Während die Behörden seit vielen Jahren die Gebarung der Bank kritisieren, wollen die Eigentümer von eigenen Verfehlungen nichts wissen. Der vom Abwickler gestellte Konkursantrag sei die unmittelbare Konsequenz der Beschlüsse von EZB, EU-Gericht und Handelsgericht Wien. "Keine dieser Entscheidungen ist bislang rechtskräftig. All diese Schritte haben letztendlich zur Enteignung und Verstaatlichung einer der früher führenden Privatbanken Österreichs geführt", heißt es in einer Aussendung der Aktionäre vom Montag. Auch werfen die Aktionäre den Behörden vor, Geldmittel der Bank "ungerechtfertigt zurückzuhalten". "Den Aktionären der AAB AG wurde aufgrund von staatlichen Übergriffen in den letzten 10 Jahren das gesamte Kapital der AAB AG genommen", heißt es in der Aussendung.

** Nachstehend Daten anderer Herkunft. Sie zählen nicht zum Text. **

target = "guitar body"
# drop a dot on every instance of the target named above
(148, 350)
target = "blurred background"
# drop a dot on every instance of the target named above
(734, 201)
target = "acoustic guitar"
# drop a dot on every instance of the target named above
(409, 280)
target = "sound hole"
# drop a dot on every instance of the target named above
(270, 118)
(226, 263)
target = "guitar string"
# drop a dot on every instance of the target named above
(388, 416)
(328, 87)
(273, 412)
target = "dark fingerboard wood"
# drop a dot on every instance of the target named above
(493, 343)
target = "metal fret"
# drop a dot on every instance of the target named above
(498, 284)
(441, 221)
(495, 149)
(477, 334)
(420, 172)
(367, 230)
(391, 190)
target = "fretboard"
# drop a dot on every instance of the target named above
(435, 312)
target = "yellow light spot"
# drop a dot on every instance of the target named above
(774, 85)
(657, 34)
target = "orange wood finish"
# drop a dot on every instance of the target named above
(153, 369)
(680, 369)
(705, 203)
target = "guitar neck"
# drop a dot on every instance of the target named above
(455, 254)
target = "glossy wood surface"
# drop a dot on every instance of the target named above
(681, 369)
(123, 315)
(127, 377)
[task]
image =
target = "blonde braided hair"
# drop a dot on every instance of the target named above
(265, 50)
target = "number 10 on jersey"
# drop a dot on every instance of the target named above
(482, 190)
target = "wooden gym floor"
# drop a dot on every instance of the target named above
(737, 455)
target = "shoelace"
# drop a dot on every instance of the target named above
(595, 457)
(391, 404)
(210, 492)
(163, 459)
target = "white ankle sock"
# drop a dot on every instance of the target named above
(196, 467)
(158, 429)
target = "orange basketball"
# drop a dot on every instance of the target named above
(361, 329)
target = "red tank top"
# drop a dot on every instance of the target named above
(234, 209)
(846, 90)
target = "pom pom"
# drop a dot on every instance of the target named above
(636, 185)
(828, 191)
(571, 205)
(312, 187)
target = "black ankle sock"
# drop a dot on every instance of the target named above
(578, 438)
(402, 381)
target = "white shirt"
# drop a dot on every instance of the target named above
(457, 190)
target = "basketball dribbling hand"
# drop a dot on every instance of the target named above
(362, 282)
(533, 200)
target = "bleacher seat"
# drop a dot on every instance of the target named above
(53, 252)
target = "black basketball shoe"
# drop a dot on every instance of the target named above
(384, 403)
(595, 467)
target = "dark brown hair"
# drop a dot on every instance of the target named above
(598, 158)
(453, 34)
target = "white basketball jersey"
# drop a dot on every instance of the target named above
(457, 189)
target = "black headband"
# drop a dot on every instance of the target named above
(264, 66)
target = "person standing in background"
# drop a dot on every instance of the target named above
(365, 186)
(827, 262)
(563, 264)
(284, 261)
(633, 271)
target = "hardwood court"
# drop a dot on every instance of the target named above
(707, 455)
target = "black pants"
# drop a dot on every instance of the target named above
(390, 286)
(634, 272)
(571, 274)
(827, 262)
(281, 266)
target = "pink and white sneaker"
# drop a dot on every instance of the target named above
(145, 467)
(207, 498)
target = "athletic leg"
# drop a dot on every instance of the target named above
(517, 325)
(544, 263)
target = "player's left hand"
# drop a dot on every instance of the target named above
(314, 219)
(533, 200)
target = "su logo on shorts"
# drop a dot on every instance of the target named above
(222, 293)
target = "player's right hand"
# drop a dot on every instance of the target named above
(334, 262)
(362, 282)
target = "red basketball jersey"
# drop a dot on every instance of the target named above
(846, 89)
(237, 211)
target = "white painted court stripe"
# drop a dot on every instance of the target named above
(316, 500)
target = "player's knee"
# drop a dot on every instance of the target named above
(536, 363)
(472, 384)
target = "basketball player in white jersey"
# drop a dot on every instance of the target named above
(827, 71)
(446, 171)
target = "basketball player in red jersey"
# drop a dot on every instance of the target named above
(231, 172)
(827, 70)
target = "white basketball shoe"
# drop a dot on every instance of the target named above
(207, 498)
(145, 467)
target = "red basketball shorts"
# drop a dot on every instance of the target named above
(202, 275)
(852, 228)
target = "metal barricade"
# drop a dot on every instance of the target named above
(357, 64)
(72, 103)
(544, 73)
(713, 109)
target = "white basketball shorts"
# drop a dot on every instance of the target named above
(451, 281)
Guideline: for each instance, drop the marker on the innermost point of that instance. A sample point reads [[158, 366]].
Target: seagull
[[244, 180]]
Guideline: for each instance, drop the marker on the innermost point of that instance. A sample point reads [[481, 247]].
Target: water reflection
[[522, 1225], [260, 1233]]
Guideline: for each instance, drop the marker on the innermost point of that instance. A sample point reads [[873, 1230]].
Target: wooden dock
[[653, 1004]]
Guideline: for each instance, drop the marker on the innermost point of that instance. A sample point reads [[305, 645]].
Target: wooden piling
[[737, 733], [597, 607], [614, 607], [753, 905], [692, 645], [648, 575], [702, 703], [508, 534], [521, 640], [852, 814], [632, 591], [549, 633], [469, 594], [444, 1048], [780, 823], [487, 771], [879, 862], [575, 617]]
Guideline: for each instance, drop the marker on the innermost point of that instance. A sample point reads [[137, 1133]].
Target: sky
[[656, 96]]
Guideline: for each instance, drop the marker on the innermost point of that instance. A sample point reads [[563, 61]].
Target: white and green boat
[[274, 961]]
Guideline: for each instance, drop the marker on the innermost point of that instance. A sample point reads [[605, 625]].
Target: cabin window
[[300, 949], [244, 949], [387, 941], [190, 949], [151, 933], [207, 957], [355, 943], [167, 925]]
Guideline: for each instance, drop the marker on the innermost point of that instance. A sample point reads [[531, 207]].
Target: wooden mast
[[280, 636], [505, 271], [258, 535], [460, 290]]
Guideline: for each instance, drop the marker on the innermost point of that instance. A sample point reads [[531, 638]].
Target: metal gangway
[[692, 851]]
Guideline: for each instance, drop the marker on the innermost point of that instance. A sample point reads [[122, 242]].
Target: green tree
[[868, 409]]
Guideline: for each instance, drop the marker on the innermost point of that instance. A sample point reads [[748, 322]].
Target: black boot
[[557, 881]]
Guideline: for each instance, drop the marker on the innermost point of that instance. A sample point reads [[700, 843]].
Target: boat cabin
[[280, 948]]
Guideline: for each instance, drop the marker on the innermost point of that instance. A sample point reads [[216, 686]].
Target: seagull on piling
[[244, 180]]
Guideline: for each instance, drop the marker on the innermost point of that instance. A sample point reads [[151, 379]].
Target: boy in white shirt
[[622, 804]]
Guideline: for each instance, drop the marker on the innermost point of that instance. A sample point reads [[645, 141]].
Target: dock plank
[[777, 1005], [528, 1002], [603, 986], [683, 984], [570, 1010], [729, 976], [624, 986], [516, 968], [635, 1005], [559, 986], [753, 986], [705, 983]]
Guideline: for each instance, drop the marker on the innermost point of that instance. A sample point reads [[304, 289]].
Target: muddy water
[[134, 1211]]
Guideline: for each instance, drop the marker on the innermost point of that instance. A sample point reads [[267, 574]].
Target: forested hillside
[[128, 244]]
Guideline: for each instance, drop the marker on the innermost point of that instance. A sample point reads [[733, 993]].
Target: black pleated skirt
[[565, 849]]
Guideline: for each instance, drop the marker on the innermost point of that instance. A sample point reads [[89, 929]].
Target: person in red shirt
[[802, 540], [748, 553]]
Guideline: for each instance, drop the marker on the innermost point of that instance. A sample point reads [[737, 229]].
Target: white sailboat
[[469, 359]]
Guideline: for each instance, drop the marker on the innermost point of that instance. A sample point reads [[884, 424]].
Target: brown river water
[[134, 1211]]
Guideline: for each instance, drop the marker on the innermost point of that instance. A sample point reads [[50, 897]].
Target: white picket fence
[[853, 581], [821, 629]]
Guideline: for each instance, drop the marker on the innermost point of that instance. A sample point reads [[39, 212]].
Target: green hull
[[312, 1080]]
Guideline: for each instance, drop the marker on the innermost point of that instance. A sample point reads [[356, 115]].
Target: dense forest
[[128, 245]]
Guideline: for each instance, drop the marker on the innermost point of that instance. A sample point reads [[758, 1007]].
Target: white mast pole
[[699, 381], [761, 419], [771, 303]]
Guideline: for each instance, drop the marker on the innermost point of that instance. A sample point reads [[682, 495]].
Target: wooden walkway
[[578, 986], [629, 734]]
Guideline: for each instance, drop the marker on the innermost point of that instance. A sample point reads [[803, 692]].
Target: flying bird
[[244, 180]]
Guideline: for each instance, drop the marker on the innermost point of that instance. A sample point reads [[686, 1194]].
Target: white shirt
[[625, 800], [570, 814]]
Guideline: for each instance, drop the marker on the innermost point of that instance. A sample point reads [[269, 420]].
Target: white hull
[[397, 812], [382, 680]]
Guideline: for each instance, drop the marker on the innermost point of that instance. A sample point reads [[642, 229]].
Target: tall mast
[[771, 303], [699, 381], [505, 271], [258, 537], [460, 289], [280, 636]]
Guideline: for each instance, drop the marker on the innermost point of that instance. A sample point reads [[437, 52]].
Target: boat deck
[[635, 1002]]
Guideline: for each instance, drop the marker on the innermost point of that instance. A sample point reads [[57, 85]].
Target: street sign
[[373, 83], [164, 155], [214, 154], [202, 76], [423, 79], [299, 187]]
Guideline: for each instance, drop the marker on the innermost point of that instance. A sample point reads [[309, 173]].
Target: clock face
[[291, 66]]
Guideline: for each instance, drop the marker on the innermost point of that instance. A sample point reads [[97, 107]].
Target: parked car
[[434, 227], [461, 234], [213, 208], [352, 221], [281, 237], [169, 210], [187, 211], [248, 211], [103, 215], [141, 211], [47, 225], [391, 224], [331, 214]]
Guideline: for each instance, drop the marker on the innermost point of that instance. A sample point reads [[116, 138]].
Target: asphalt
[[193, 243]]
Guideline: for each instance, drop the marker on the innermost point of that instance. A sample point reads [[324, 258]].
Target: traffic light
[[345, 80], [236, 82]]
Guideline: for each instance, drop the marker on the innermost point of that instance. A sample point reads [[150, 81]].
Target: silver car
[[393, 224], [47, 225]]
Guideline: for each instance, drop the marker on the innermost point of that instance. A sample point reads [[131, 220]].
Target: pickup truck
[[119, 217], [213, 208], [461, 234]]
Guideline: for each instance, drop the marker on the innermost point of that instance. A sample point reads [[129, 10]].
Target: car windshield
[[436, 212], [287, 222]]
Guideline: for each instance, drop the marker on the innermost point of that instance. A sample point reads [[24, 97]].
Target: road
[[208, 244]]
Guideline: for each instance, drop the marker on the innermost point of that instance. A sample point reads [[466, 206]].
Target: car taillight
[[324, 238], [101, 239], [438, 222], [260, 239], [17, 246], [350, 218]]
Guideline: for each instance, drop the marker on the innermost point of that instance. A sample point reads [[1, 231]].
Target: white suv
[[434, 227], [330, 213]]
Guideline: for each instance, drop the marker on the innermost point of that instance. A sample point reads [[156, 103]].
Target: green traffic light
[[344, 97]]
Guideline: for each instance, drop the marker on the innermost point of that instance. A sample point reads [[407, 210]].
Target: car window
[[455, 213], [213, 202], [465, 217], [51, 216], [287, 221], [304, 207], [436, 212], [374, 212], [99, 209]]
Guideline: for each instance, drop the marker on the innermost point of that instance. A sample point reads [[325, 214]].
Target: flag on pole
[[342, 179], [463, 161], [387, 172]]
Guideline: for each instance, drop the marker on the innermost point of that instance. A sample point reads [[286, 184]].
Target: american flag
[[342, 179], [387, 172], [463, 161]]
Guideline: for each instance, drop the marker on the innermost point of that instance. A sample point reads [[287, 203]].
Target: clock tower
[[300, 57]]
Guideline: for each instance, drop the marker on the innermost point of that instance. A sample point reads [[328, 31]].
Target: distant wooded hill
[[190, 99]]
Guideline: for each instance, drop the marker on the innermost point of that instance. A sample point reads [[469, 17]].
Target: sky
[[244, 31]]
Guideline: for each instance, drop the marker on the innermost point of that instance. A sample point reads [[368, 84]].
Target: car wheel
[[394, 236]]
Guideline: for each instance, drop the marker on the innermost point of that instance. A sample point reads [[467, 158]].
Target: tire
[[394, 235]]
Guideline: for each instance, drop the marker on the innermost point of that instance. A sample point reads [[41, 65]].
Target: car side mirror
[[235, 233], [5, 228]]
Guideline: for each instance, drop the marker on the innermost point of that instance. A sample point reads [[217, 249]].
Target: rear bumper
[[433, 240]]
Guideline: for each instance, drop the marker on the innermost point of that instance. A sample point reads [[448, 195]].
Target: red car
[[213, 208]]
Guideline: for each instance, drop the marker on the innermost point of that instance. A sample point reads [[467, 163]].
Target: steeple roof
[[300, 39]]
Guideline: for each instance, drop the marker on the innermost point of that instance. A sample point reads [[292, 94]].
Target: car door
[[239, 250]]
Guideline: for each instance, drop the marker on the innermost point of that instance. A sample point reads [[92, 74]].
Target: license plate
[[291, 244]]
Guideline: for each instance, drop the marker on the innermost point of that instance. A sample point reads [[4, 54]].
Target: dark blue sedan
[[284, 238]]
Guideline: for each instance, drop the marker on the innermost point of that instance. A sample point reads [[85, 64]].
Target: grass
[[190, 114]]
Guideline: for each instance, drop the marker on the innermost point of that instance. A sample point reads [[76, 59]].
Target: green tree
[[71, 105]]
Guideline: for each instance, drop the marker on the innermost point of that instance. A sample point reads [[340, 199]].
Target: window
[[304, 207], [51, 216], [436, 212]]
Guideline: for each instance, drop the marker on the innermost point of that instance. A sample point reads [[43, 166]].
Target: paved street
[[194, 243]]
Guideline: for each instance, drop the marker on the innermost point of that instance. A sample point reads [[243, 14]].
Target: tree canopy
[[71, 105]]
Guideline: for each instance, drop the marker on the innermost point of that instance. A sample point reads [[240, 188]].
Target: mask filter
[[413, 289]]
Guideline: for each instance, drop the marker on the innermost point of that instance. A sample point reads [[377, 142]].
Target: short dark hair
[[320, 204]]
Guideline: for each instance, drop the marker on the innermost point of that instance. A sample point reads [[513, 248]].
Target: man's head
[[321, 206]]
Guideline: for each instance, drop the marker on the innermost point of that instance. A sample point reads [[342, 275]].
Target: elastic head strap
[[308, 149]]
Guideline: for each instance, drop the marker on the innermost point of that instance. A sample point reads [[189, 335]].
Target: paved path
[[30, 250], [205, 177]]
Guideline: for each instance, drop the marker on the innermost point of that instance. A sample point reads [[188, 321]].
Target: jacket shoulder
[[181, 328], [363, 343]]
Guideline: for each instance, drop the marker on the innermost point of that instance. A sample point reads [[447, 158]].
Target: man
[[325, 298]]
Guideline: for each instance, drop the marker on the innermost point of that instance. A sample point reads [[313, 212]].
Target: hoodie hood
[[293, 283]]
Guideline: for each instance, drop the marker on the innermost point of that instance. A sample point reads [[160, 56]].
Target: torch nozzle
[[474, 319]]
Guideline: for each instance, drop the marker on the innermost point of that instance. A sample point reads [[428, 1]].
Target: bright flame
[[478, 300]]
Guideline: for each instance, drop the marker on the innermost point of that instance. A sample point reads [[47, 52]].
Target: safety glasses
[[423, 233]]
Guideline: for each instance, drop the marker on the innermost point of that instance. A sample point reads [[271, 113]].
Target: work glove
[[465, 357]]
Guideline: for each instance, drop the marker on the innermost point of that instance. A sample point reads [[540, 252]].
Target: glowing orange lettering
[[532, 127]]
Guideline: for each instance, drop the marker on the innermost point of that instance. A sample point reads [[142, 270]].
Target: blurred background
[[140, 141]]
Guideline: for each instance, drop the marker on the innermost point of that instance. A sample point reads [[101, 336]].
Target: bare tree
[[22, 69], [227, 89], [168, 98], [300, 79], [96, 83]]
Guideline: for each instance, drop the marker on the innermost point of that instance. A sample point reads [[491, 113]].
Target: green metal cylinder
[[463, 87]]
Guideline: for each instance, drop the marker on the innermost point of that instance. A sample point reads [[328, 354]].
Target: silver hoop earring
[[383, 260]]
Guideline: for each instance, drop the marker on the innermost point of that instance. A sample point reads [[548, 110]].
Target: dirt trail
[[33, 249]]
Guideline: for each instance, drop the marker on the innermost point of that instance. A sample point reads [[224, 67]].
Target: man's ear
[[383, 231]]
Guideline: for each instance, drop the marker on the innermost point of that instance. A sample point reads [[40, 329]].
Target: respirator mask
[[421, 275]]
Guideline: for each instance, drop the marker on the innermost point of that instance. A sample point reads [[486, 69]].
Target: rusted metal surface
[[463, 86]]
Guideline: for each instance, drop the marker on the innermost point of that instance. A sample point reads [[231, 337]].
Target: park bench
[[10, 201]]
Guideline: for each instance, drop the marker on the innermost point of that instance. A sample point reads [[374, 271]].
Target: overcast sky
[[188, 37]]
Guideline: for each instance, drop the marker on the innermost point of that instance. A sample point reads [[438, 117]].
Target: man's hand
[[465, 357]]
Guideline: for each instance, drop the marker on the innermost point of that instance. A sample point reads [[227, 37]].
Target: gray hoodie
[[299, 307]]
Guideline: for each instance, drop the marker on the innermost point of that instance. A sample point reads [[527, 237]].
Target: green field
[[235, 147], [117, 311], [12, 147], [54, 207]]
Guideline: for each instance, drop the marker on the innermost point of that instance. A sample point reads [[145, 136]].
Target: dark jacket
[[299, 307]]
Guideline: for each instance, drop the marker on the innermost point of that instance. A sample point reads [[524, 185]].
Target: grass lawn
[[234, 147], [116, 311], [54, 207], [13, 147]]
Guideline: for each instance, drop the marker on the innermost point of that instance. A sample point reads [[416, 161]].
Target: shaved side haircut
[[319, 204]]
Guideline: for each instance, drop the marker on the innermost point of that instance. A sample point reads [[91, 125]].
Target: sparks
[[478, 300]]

Dennoch strebe man "zur Vermeidung weiterer Nachteile für Kunden und Mitarbeiter" eine Zusammenarbeit mit dem Insolvenzverwalter an.

Einlagensicherung gut vorbereitet

Der Konkurs der Bank löst die Einlagensicherung aus. Rund 60 Millionen Euro an besicherten Einlagen dürften noch in der Bank liegen, sagte Franz Rudorfer, Geschäftsführer der Bundessparte Bank und Versicherung der Wirtschaftskammer Österreich (WKÖ), auf APA-Anfrage.

Rudorfer betonte, dass die Einlagensicherung inzwischen mit fast 750 Millionen Euro und damit mehr als ausreichend für den konkreten Fall dotiert sei. Auch technisch und organisatorisch sei man gut vorbereitet, sodass sich niemand um seine - besicherten - Guthaben bei der Meinl Bank Sorgen machen müsse. Man habe angesichts der Turbulenzen um die Bank mit der aktuellen Situation rechnen müssen. Bis zu 100.000 Euro pro Person sind besichert, Betroffene werden in den nächsten Tagen direkt informiert, die Auszahlung des Geldes erfolgt dann innerhalb von sieben Tagen. Die Einlagensicherung stellt später als bevorzugte Gläubigerin einen Rückforderungsanspruch aus der Masse.

Wer aber das Schreiben verpasst oder nicht gleich reagiert, muss sich auch keine Sorgen machen - die Verjährungsfrist für die Ansprüche beträgt 30 Jahre. Vor kurzem habe noch jemand eine Forderung von der Pleite der Trigon-Bank aus dem Jahr 2001 nachgereicht und das Geld wurde anstandslos ausgezahlt, hieß es in der Wirtschaftskammer. Die Trigon-Pleite vor 19 Jahren war vor der AAB der letzte Fall für die Einlagensicherung.

Allerdings gilt die gute Botschaft nur für besicherte Einlagen. In Bankenkreise heißt es, dass weitere 100 Millionen  Euro an nicht besicherten Einlagen in der AAB vorhanden seien. Unbesicherten Einlagen droht ein Totalausfall, schreibt Stephan Mazal von Creditreform. Laut Kreditschützern betragen die Aktiva der Bank knapp 150 Millionen Euro, die Passive etwa 280 Millionen Euro, ein Teil davon ist aber noch strittig. Die Großgläubiger hätten ihr Geld in den letzten Tagen gerne abgezogen, die Bank habe dies aber unter dem Vorwand eines möglichen Geldwäscheverdachts verweigert, hieß es am Montag zur APA.

Erfahrungsgemäß dauern Konkursverfahren Jahre, bei der AAB droht angesichts einer komplexen Struktur und Guthaben in Steueroasen ein eher längeres Verfahren. Schließlich wird dabei die gesamte Gesellschaft abgewickelt.